Although their roles are not the most fleshed out, Miller’s and Luna’s performances are nevertheless engaging, with more than a touch of melancholic pathos. Of the two, Miller is the true star, channeling tons of emotional range into Adrienne’s struggle to move past the physical trauma of her accident, as well as psychologically reassessing her past for answers on why this relationship persisted, child aside.
The secondary cast, however, tends to seem like an afterthought, though not in a way that hinders the story. They mainly exist as figments of Adrienne and Matteo’s memories, but their lack of characterization outside of their roles feels rather jarring considering the talent hired to appear as mere plot devices. These characters work best when used as sounding boards to cross-examine Adrienne’s trauma and self-doubt. The same applies to Matteo, who, despite Luna not having as much to do character-wise, rarely makes us doubt his genuine concern for Adrienne’s well-being and fear of this purgatory consuming her sanity.
It’s also this genuineness that makes the conclusion rather frustrating.
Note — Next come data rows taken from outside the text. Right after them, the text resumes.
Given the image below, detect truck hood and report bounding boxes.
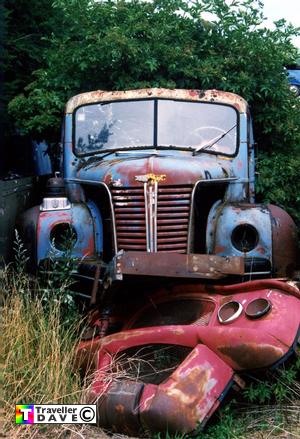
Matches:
[76,152,235,186]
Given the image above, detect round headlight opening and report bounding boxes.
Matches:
[231,224,258,253]
[50,223,77,252]
[218,300,243,324]
[245,298,271,319]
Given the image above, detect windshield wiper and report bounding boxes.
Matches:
[193,124,236,155]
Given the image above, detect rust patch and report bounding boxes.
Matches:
[66,88,248,113]
[218,343,284,369]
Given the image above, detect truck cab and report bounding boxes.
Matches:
[22,88,296,286]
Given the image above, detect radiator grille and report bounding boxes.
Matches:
[112,186,193,253]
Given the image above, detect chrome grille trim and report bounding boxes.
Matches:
[111,182,193,253]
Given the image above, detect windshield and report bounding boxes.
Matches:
[75,99,237,155]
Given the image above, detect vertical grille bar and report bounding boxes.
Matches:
[111,186,193,253]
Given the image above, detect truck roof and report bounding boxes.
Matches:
[66,88,248,113]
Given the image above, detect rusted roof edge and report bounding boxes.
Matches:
[66,88,248,113]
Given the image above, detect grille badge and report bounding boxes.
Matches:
[135,174,167,183]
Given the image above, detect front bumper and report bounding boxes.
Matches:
[110,251,245,280]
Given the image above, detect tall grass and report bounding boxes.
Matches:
[0,268,82,436]
[0,267,107,439]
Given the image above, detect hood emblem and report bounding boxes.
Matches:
[135,174,167,183]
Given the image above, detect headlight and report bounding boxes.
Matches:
[231,224,259,253]
[50,223,77,251]
[290,85,300,96]
[218,300,243,324]
[245,298,271,319]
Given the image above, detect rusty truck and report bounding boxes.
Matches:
[21,88,300,434]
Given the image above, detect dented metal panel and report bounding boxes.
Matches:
[116,251,245,279]
[78,280,300,434]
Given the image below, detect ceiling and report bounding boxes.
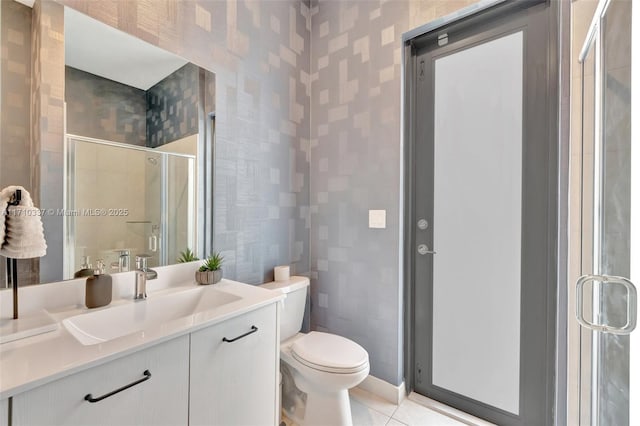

Without going into too many spoilers, the intertwined meta-memories are condensed into an outcome that’s rather linear and less subjective than what previously came before, yet we’re still meant to take its consequences seriously. The preexisting themes and strong performances remain intact, but I wish writer/director Tara Miele stuck to what she had initially built up in the first two acts in order to stick the landing.
If there’s a reason to recommend Wander Darkly, it’s for Sienna Miller. Much like her performance in last year’s American Woman, Miller manages to effortlessly convey happiness, grief, anger, and uncertainty in rapid succession to make her character’s plight feel believable enough that you remain invested. Perhaps I cared more about Adrienne for what the actress brought to the table rather than the script itself. But if there ever was a reason to bump Miller up to A-list status in Hollywood, this helps make the case.